Грузовичок взвыл, исчез с глаз, а Хаим спросил себя, не надо ли было поговорить с ним о монахинях монастыря Святого Анастасия? Но теперь он был человеком пуганым, знал уже, до какой крайности могут довести смертного сахар и табак, и сожаления о святых женщинах из далекого монастыря его тотчас покинули навсегда. Усталые, измученные, прижимаясь друг к дружке, дети добрели до того места, где в стене был проход, перед которым стояли два немецких солдата и еще два каких-то типа в белых кепках с синей звездой Давида на козырьках. Каждый из этих двоих держал в руках длинную дубинку. За стеной и рядом колючей проволоки беспорядочно сновали люди. Они все куда-то спешили, о чем-то громко бубня, словно толпа на рынке. Один из солдат заметил детей. Он что-то сказал на своем родном языке, и его слова тотчас, словно откликнувшись эхом, сухо перевел на идиш один из штатских:
— Кто вы такие и что вы тут делаете?
— Мы — еврейские дети из Подгорца, — ответил Хаим-Лебке.
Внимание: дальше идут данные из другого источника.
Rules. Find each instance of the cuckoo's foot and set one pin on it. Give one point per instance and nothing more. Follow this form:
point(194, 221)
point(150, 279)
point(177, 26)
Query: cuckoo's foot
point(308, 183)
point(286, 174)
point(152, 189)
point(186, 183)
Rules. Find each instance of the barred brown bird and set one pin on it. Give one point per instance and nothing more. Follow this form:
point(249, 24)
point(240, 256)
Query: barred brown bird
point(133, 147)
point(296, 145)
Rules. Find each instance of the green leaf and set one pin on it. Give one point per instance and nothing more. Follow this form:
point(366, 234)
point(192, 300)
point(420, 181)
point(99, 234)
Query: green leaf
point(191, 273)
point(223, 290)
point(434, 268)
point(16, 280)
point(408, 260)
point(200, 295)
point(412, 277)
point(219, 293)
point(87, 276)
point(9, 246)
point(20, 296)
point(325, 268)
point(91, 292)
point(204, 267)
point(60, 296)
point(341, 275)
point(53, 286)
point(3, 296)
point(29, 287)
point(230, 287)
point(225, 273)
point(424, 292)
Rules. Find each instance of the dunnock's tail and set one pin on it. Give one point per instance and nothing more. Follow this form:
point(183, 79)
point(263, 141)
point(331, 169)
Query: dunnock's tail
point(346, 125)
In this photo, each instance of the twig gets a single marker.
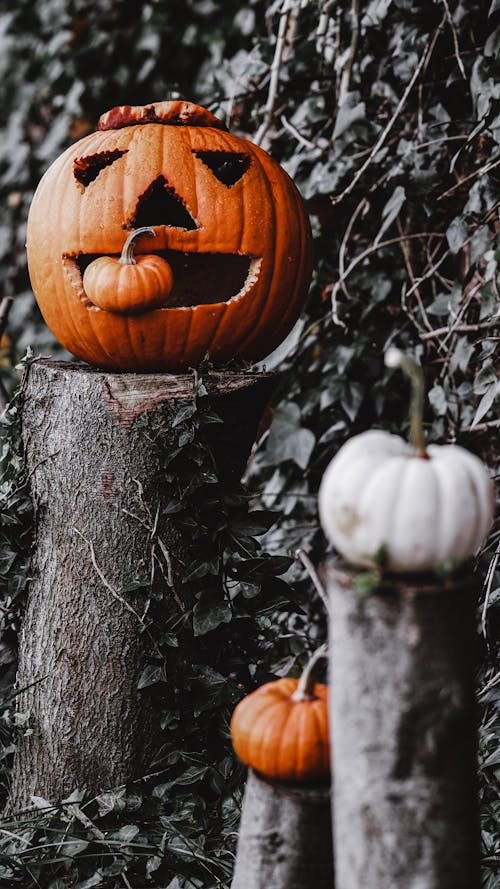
(5, 307)
(77, 813)
(409, 269)
(301, 556)
(285, 12)
(461, 328)
(455, 39)
(170, 574)
(104, 580)
(482, 427)
(480, 172)
(422, 64)
(345, 240)
(489, 584)
(347, 69)
(373, 249)
(494, 681)
(295, 133)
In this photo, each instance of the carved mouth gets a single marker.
(199, 278)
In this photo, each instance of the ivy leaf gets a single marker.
(457, 234)
(151, 675)
(486, 402)
(391, 211)
(210, 612)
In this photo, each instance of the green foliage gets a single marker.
(387, 115)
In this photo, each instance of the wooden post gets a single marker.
(98, 515)
(403, 733)
(285, 837)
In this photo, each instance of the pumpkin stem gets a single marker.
(395, 358)
(127, 254)
(305, 688)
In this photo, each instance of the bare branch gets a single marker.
(423, 62)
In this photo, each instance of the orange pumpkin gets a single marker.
(281, 729)
(226, 218)
(128, 285)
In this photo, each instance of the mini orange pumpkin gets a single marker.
(226, 218)
(281, 729)
(128, 285)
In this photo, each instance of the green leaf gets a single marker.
(210, 612)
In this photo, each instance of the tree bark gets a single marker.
(98, 525)
(285, 838)
(403, 734)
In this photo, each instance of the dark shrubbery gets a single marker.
(387, 115)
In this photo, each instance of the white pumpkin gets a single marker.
(425, 507)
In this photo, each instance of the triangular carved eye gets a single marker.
(161, 205)
(86, 169)
(227, 166)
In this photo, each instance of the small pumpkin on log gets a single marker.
(227, 220)
(411, 507)
(281, 729)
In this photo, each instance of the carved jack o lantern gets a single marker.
(226, 221)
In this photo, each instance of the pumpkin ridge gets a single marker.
(259, 308)
(59, 283)
(272, 727)
(216, 327)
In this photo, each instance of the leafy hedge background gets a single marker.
(387, 115)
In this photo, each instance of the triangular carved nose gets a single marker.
(161, 205)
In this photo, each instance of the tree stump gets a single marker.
(93, 468)
(403, 733)
(285, 838)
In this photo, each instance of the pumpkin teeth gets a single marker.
(200, 279)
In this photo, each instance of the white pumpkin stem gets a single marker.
(395, 358)
(127, 254)
(305, 688)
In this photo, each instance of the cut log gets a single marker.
(403, 733)
(93, 470)
(285, 838)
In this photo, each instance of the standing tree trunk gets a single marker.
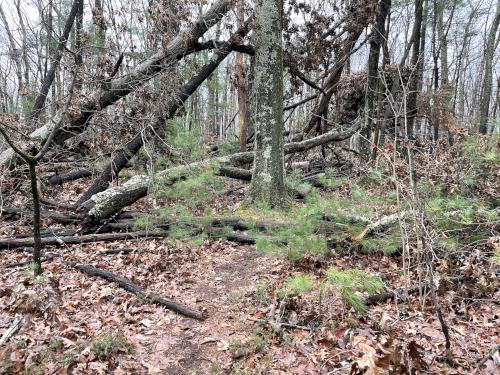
(241, 84)
(268, 174)
(373, 79)
(489, 51)
(417, 63)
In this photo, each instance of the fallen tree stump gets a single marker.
(129, 286)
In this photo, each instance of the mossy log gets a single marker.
(129, 286)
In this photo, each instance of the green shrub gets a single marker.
(296, 285)
(350, 282)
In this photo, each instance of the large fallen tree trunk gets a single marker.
(116, 88)
(59, 179)
(8, 243)
(105, 204)
(178, 98)
(141, 293)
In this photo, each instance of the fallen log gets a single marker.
(9, 243)
(26, 262)
(141, 293)
(107, 203)
(11, 213)
(178, 98)
(119, 87)
(59, 179)
(379, 224)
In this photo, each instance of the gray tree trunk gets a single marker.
(484, 105)
(268, 174)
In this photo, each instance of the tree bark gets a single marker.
(376, 41)
(117, 88)
(105, 204)
(417, 64)
(241, 84)
(489, 52)
(268, 174)
(141, 293)
(178, 98)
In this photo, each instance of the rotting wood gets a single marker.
(141, 293)
(107, 203)
(379, 224)
(8, 243)
(59, 179)
(26, 262)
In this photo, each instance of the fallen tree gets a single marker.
(8, 243)
(141, 293)
(59, 179)
(177, 100)
(107, 203)
(117, 88)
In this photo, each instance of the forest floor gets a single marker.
(74, 323)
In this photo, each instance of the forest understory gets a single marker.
(271, 309)
(249, 187)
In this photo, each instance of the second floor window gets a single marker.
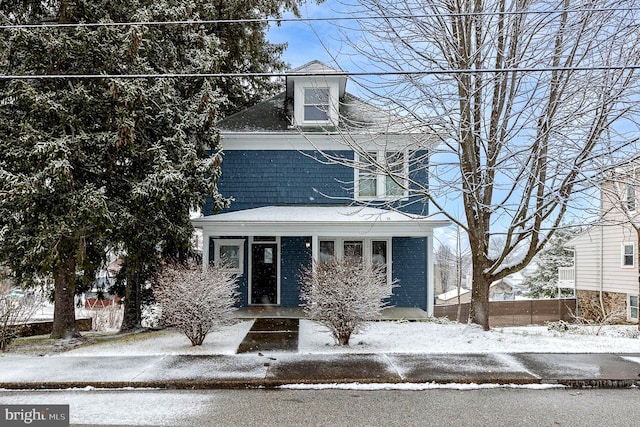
(628, 255)
(381, 175)
(316, 104)
(630, 198)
— Скажите сперва, где этот Подгорец, как вы пришли и где все остальные?
— Они все мертвы. Все отдали души Господу, — пояснил Хаим-Лебке. — Мы — последние евреи святой подгорецкой общины.
— Что-что? Где это? И кто привел вас сюда?
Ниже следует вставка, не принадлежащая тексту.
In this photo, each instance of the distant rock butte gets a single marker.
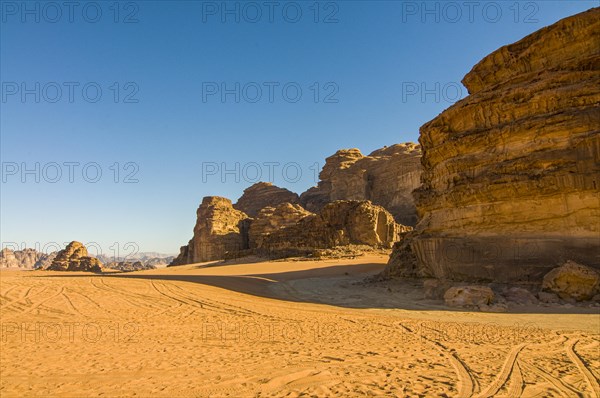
(511, 172)
(386, 177)
(129, 266)
(220, 231)
(75, 258)
(286, 230)
(290, 230)
(25, 259)
(261, 195)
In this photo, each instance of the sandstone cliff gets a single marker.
(386, 177)
(286, 230)
(75, 258)
(511, 172)
(220, 231)
(290, 230)
(261, 195)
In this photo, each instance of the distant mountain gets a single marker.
(129, 266)
(25, 259)
(147, 259)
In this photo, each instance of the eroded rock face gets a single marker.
(467, 296)
(573, 281)
(510, 180)
(290, 230)
(75, 258)
(129, 266)
(272, 220)
(261, 195)
(220, 231)
(26, 258)
(386, 177)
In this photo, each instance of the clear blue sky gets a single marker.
(169, 58)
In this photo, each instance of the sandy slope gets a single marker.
(278, 329)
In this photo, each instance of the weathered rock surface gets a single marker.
(26, 258)
(518, 295)
(290, 230)
(147, 259)
(511, 172)
(261, 195)
(469, 296)
(272, 220)
(386, 177)
(573, 281)
(220, 231)
(286, 230)
(75, 258)
(129, 266)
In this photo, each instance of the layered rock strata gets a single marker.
(75, 257)
(386, 177)
(261, 195)
(290, 230)
(511, 172)
(220, 231)
(26, 258)
(286, 230)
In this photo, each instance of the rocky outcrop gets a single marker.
(129, 266)
(467, 296)
(261, 195)
(26, 258)
(220, 231)
(573, 281)
(75, 258)
(286, 230)
(510, 179)
(290, 230)
(147, 259)
(272, 220)
(386, 177)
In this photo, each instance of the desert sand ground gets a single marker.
(279, 329)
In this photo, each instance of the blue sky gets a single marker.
(163, 122)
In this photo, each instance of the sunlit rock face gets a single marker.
(386, 177)
(511, 172)
(289, 230)
(220, 231)
(261, 195)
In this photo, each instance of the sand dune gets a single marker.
(279, 329)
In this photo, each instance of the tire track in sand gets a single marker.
(587, 374)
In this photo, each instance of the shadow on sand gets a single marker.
(336, 285)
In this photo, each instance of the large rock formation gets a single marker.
(511, 172)
(290, 230)
(149, 260)
(75, 258)
(286, 230)
(129, 266)
(261, 195)
(386, 177)
(220, 231)
(26, 258)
— Пан Павячек, — прозвучало в ответ.
— Ха-ха! — не найдя иных слов, отозвалась вся четверка в равной мере ошарашенных стражников.
А затем один из штатских, все поглядывавший с тревогой на немецких солдат, почтительно поклонился и произнес с непонятной улыбкой на губах:
— Входите, входите, святая подгорецкая община.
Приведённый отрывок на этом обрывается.